Das bedeutet nicht, sich in Panik zu üben. Es bedeutet, die Frage ernstzunehmen, was die eigene Führungsarbeit tatsächlich bewirkt. Entwickle ich Menschen? Schaffe ich Klarheit in komplexen Situationen? Erkenne ich Probleme, bevor sie eskalieren? Wenn die Antwort auf diese Fragen substanziell ist, gibt es guten Grund, gelassen zu bleiben.
Wer hingegen feststellt, dass der eigene Alltag überwiegend aus Meetings über Meetings, Statusberichten und der Weitergabe von Informationen besteht, sollte das als Signal nehmen – nicht als Bedrohung, sondern als Hinweis, die eigene Rolle aktiv weiterzuentwickeln.
Leadership nach der Hierarchie
Cheskys Aussage ist keine Prognose, die man einfach hinnimmt oder ablehnt. Sie ist eine Aufforderung, darüber nachzudenken, was Führung in einer Welt leisten muss, in der operative Koordination zunehmend automatisierbar ist. Die Antwort darauf wird nicht von Technologie gegeben – sie muss von Menschen, Unternehmen und Führungskräften erarbeitet werden. Wer das als Chance begreift, eigene Stärken schärfer zu profilieren und Organisationen zu gestalten, die auf echtem Führungsvermögen aufbauen, ist gut positioniert. Wer darauf wartet, dass sich das von selbst klärt, überlässt anderen die Entscheidung über die eigene Relevanz.
Häufig gestellte Fragen
Was meinte Airbnb-CEO Brian Chesky mit seiner Aussage über mittlere Führungskräfte?
Chesky argumentiert, dass KI viele klassische Aufgaben mittlerer Führungskräfte übernehmen kann – vor allem Koordination, Informationsweitergabe und Statusreporting. Er sieht flache Hierarchien als logische Konsequenz einer konsequenten KI-Integration. Seine Aussage bezieht sich nicht auf Führung insgesamt, sondern auf eine spezifische, stark prozessorientierte Variante davon.
Welche Fähigkeiten schützen mittlere Führungskräfte vor der Verdrängung durch KI?
Führungskräfte, die Wert durch Urteilsvermögen, Personalentwicklung, strategisches Denken und die Fähigkeit zur Stabilisierung von Teams unter Unsicherheit erzeugen, sind deutlich schwerer ersetzbar.
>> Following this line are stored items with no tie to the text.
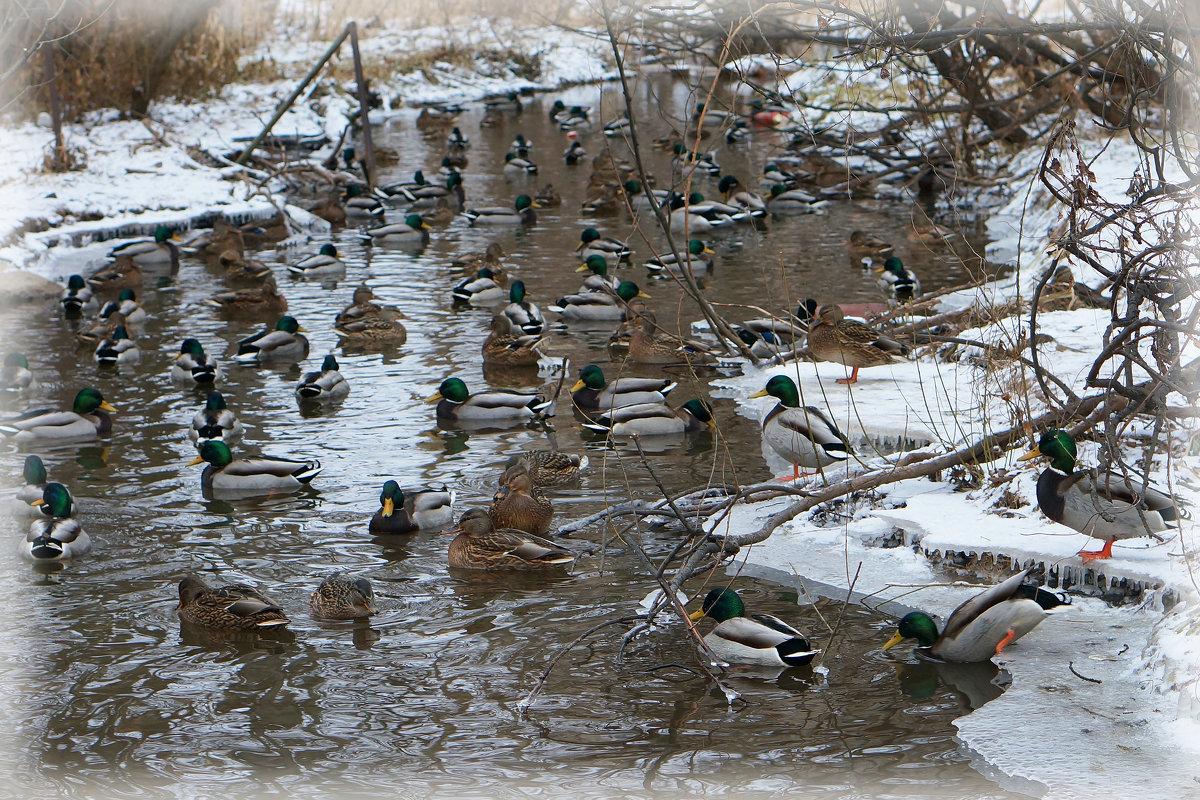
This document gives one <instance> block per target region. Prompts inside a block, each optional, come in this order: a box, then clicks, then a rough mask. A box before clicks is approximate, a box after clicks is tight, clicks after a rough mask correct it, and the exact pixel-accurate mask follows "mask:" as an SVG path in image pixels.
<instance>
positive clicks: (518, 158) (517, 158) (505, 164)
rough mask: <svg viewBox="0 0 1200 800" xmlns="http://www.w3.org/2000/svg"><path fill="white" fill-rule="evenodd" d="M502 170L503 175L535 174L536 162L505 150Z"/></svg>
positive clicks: (537, 164)
mask: <svg viewBox="0 0 1200 800" xmlns="http://www.w3.org/2000/svg"><path fill="white" fill-rule="evenodd" d="M503 170H504V174H505V175H536V174H538V164H535V163H533V162H532V161H529V160H528V158H523V157H521V156H518V155H517V154H515V152H506V154H504V167H503Z"/></svg>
Diese Kompetenzen lassen sich nicht automatisieren, weil sie Kontext, Empathie und situatives Handeln erfordern – Qualitäten, die über das hinausgehen, was KI-Systeme derzeit leisten können.
Wie sollten Unternehmen die Transformation ihrer Führungsstrukturen durch KI gestalten?
Unternehmen sollten den Abbau von Hierarchieebenen nicht als reine Kostenstrategie betreiben, sondern als Gelegenheit, Führungsrollen inhaltlich neu zu definieren. Das erfordert klare Rollenbilder, angepasste Karrierepfade und gezielte Entwicklungsangebote für bestehende Führungskräfte – damit die Transformation nicht Orientierungslosigkeit erzeugt, sondern nachhaltig wirksame Strukturen schafft.